Leonardo Soares/Folhapress A advogada Márcia Rebordões, 41, na casa da Associação Pequenos Corações, em São Paulo |
O filho morreu aos três anos, em 2009, e Márcia passou a lutar por
atendimento adequado para bebês de todo o Brasil. Ela é mãe de Victória, 13.
Leia o depoimento de Márcia à Folha.
Estava com cinco meses de gestação e a médica suspeitou de algum problema. Um
exame detectou a síndrome --o lado esquerdo do coração do Thiago era pouco
desenvolvido. Nem imaginava que pudesse existir problema no coração de bebês.

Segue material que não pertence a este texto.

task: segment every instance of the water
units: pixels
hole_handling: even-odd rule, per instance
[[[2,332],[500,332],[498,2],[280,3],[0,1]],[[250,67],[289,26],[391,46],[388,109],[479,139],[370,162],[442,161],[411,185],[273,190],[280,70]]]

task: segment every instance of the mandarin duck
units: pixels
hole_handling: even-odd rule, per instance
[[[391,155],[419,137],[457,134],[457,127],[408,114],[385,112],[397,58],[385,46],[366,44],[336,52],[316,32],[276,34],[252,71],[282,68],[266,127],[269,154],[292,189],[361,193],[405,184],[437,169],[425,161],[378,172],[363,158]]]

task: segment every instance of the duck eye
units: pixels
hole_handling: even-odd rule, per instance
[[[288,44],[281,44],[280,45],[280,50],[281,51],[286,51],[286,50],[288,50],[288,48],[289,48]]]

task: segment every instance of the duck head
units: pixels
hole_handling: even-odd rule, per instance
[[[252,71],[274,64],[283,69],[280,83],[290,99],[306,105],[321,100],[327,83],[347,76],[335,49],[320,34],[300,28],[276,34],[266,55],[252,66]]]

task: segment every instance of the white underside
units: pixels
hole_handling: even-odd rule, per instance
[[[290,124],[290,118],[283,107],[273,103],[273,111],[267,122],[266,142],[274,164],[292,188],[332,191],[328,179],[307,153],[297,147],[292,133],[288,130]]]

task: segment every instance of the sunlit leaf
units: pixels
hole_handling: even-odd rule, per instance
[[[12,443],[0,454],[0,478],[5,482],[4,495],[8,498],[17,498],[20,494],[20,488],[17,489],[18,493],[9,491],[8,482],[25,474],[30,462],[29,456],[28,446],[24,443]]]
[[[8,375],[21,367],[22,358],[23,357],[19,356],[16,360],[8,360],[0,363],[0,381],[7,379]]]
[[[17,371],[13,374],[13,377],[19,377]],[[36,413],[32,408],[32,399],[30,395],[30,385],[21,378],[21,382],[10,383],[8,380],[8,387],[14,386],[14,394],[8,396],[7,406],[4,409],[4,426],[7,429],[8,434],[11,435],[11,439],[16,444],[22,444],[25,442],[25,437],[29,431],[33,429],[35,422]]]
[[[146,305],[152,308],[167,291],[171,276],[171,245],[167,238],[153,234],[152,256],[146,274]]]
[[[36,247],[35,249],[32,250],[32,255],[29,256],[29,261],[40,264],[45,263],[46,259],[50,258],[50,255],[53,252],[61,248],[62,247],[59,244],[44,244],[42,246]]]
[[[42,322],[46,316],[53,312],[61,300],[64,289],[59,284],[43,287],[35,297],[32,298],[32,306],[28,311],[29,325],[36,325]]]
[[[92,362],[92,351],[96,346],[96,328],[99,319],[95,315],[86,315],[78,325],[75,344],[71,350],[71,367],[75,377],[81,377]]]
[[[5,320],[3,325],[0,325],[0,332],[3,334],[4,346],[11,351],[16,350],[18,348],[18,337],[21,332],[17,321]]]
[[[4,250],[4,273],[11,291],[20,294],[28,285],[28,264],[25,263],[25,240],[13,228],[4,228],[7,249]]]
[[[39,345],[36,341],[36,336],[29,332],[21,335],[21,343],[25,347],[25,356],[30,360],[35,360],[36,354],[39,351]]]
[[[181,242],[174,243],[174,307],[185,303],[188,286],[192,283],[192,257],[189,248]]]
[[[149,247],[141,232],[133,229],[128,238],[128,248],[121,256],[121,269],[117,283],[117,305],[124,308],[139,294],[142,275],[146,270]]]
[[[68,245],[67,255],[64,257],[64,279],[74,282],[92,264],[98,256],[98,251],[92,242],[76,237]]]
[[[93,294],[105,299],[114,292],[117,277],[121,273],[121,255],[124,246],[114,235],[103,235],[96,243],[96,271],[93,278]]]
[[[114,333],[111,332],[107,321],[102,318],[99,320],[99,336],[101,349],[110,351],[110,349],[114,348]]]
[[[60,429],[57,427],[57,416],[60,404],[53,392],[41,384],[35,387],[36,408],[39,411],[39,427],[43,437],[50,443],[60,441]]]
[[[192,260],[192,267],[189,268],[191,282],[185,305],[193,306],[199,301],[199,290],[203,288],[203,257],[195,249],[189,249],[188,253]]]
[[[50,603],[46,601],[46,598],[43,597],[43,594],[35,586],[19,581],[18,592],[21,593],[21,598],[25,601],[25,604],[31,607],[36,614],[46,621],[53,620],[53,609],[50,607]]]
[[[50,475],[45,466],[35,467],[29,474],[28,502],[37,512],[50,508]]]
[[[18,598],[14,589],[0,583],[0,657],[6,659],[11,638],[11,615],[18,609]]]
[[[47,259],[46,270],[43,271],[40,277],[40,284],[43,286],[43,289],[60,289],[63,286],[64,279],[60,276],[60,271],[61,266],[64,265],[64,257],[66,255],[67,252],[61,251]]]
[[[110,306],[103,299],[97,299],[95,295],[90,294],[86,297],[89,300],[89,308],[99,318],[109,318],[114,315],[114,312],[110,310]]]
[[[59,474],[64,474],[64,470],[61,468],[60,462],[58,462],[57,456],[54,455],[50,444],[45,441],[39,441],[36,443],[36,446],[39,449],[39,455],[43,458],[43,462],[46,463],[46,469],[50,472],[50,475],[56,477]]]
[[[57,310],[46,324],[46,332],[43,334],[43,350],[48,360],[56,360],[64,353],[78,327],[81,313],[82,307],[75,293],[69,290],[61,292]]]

Eu e meu marido ficamos desnorteados. O médico logo falou que ele viveria
apenas três dias. Sentimos como uma sentença de morte.
Buscamos informações, mas não encontramos nada animador. No fundo, tinha a
convicção de que encontraríamos uma saída. Após um mês, soubemos que existia
tratamento no Brasil.
Fomos indicados ao hospital Beneficência Portuguesa, em São Paulo, onde o
cardiologista José Pedro da Silva havia tratado crianças que ficaram bem. O
plano de saúde disse que não cobriria o tratamento e me encaminhou para São José
do Rio Preto, onde também indicaram o José Pedro. O plano entendeu que não dava
para arriscar.
Thiago nasceu na Beneficência e foi operado com dois dias de vida. Foram 72
dias na UTI. Via meu filho duas vezes por dia. Chegava perto do berço e o leite
escorria, mas ele não podia mamar.
Conheci outras histórias na UTI. Uma mãe de Macapá, grávida, tinha um filho
de dois anos lá. Dormia sentada no hospital e tomava banho jogando água no
corpo. Aquilo mexeu comigo.
Apesar de ter caído nessa história sem preparo, tinha acesso a informações,
médicos, amigos, família. E essas pessoas que vêm de tão longe, sozinhas?
Thiago ficou internado por seis meses e voltamos para casa. Era uma criança
feliz. Isso dava a certeza de que estávamos no caminho certo.
Coloquei um site no ar (www.pequenoscoracoes.com ) com histórias de crianças que
superaram cardiopatias graves. Percebi que não havia apoio para famílias dessas
crianças. Algumas precisam brigar por tratamento.
Não queria que outras mães tivessem a mesma dificuldade. Gestantes começaram
a entrar em contato. Fiz amizades, nos unimos pela internet e criamos a
Associação Pequenos Corações.
Thiago ficou bem até os dois anos. Aí fez a terceira cirurgia e foi se
recuperando com sacrifício. Mas após essa cirurgia vivia mais cansado, mais
roxinho, teve um atraso no desenvolvimento.
Um dia, acordou tossindo muito e roxo. Fomos para o hospital às pressas.
Conseguimos a transferência para São Paulo. Thiago chegou em estado grave, havia
sofrido parada cardiorrespiratória em Bauru. Disseram que não havia muito a ser
feito --ainda assim, lutou 40 dias.
Aí teve uma hemorragia pulmonar grave. Eu e meu marido tivemos tempo de nos
despedir, agradecer por sermos pais dele. Peguei no colo e falei: "Mamãe te ama
muito e vai continuar sua missão. Fica tranquilo que não será em vão". Nesse
momento, o coração dele parou.
Olhei ao lado e vi um bebê na sala que fazia força para respirar. Estava ali
por causa da história do Thiago, havíamos ajudado a família. Era a prova de que
a vida continua.
Além de oferecer apoio e orientações sobre direitos e tratamento, queria ter
um local para acolher as mães. Em agosto montamos uma casa perto do hospital
[Beneficência], com capacidade para 18 mães. É simples, mas aconchegante, como
uma família. Algumas mães passam meses com o filho internado e é ali que
encontram amparo.
A Pequenos Corações cresceu pelo Brasil. Muitas famílias que ajudamos criaram
núcleos, se unem para dar suporte a outras. São mais de 50 voluntários. Contamos
com doações, não temos ajuda governamental. Vendemos produtos e fazemos eventos
beneficentes.
Há também atendimentos por telefone e pela internet. Ajudamos mais de 3.000
famílias. Sinto que fui preparada para essa missão, Deus me preparou. Estou no
lugar certo. Essa sensação não tem o que pague. É uma paz interior grande.